I take from this, as well, that whatever you think your story is, just wait because God isn’t done with you yet. Today’s story was set when Abraham was 100 years old, old enough that one might think he would know what his name would be when they chiseled it on his grave stone. And instead, in each of these encounters there is a call to a new beginning, there is a call to the beauty of nature, a call to the encounter of the Holy stranger, and they happen right where Abraham and Sarah are, even when they think they are too old or too cynical or too broken to begin with. Because God is saying, “See what I have in store. I am here to make a covenant with you that I will be your God and you will be my people and I will live in you and you in me, for see the dreams I had for this earth and you have a part, see the stunning beauties of complexity that you are swirling through, see the stories of hope and promise, see these beautiful strangers that are transformed from unknowns to unimaginable blessings.” For when I think to my own life and the places where I have let down my stones that created the altars of knowing, from the places that were earth shatteringly banal to right here.
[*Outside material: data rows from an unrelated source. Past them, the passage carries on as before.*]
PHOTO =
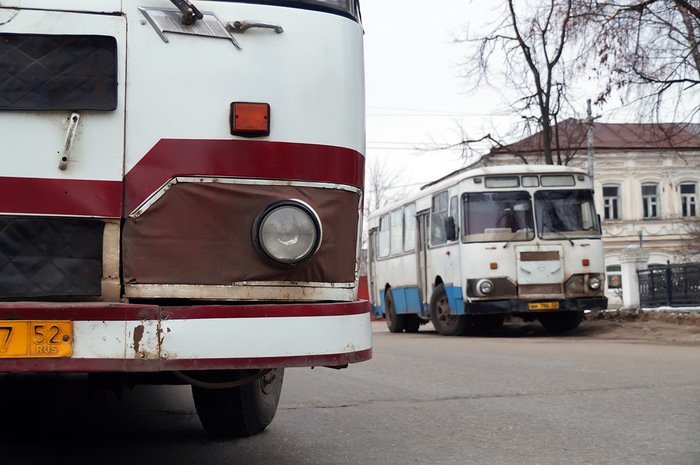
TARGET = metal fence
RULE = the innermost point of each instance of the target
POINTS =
(671, 285)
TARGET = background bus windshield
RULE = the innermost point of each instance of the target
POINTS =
(568, 213)
(497, 216)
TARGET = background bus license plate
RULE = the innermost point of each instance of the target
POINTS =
(543, 306)
(36, 339)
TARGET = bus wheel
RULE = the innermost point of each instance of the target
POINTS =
(561, 322)
(445, 323)
(412, 323)
(240, 411)
(395, 323)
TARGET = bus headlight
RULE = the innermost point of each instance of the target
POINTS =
(287, 232)
(594, 282)
(484, 286)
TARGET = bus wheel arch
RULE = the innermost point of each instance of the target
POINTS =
(444, 322)
(239, 411)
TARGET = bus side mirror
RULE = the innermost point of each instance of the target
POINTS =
(450, 229)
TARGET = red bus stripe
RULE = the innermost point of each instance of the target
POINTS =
(138, 312)
(265, 311)
(241, 158)
(70, 197)
(181, 157)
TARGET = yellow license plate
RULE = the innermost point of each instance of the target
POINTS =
(543, 306)
(36, 339)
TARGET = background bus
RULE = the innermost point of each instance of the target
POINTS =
(481, 244)
(181, 194)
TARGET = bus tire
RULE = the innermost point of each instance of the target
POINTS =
(412, 323)
(561, 322)
(444, 322)
(240, 411)
(395, 323)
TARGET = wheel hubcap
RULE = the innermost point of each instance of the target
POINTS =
(443, 312)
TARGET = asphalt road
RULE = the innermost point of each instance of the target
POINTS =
(520, 397)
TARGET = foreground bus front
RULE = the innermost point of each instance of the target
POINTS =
(183, 199)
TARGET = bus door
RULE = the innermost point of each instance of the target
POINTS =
(424, 286)
(62, 111)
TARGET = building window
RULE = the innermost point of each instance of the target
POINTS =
(438, 219)
(650, 201)
(688, 199)
(384, 231)
(409, 224)
(614, 275)
(611, 202)
(396, 240)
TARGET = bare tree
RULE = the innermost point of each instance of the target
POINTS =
(650, 48)
(527, 50)
(382, 187)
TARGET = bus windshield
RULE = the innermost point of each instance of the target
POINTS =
(497, 216)
(565, 214)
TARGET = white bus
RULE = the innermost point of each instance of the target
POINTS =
(481, 244)
(181, 194)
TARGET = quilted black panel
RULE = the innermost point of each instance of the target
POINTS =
(50, 257)
(58, 72)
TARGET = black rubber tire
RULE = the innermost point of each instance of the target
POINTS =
(395, 323)
(561, 322)
(444, 323)
(242, 411)
(411, 323)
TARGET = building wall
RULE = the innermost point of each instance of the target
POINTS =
(665, 237)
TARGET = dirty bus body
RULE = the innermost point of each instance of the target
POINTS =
(181, 194)
(483, 244)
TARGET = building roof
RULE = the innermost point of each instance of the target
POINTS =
(611, 137)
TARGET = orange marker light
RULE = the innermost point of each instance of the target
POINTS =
(250, 119)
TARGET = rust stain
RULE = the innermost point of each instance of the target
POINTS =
(138, 336)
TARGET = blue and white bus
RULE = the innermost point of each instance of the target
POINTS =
(481, 244)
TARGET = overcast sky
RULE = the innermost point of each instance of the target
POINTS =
(418, 96)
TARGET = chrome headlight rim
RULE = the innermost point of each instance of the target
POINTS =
(484, 287)
(266, 212)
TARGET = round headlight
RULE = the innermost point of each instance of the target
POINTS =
(485, 286)
(287, 232)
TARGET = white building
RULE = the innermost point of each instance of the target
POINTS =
(647, 182)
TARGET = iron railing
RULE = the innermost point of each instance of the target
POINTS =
(671, 285)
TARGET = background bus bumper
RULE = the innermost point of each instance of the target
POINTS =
(520, 306)
(150, 338)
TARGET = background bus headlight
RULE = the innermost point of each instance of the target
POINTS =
(287, 232)
(484, 286)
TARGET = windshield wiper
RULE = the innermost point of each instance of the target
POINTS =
(190, 13)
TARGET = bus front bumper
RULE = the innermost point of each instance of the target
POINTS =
(106, 337)
(516, 306)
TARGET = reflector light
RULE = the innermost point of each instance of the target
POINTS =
(250, 119)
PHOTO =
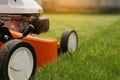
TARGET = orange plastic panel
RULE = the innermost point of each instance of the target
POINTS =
(46, 48)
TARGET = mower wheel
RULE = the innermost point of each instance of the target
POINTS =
(69, 41)
(17, 60)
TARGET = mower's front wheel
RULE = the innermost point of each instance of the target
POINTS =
(17, 60)
(69, 41)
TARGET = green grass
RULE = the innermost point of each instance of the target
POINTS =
(98, 55)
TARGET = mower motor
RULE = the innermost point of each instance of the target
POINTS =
(21, 54)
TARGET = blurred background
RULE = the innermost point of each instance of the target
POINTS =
(80, 6)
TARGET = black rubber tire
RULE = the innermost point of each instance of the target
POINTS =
(64, 40)
(6, 52)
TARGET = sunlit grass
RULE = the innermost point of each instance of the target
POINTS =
(97, 57)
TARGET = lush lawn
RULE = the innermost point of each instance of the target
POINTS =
(98, 55)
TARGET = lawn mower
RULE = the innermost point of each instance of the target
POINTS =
(20, 52)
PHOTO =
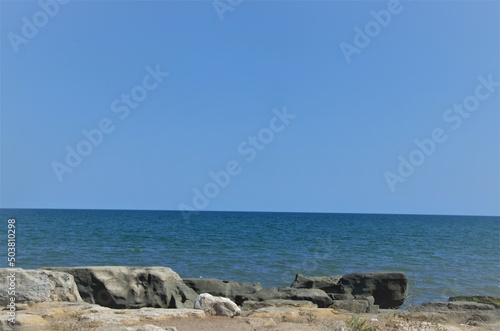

This is a place where I have known the Holy, amidst this community. This is a place where people have been called to faith and where others can come to hear that call, too.
Because, we hear in scripture that sometimes when you contemplate the Holy in its mystery, when you look up into the stars and wonder at the universe in its grandeur, sometimes the universe breaks the fourth wall. Sometimes the Holy meets you eye to eye, calls you by the truest name of your heart. And what is there to do but to pack your bags for what comes next, with a gasp and a prayer and a laugh. Amen.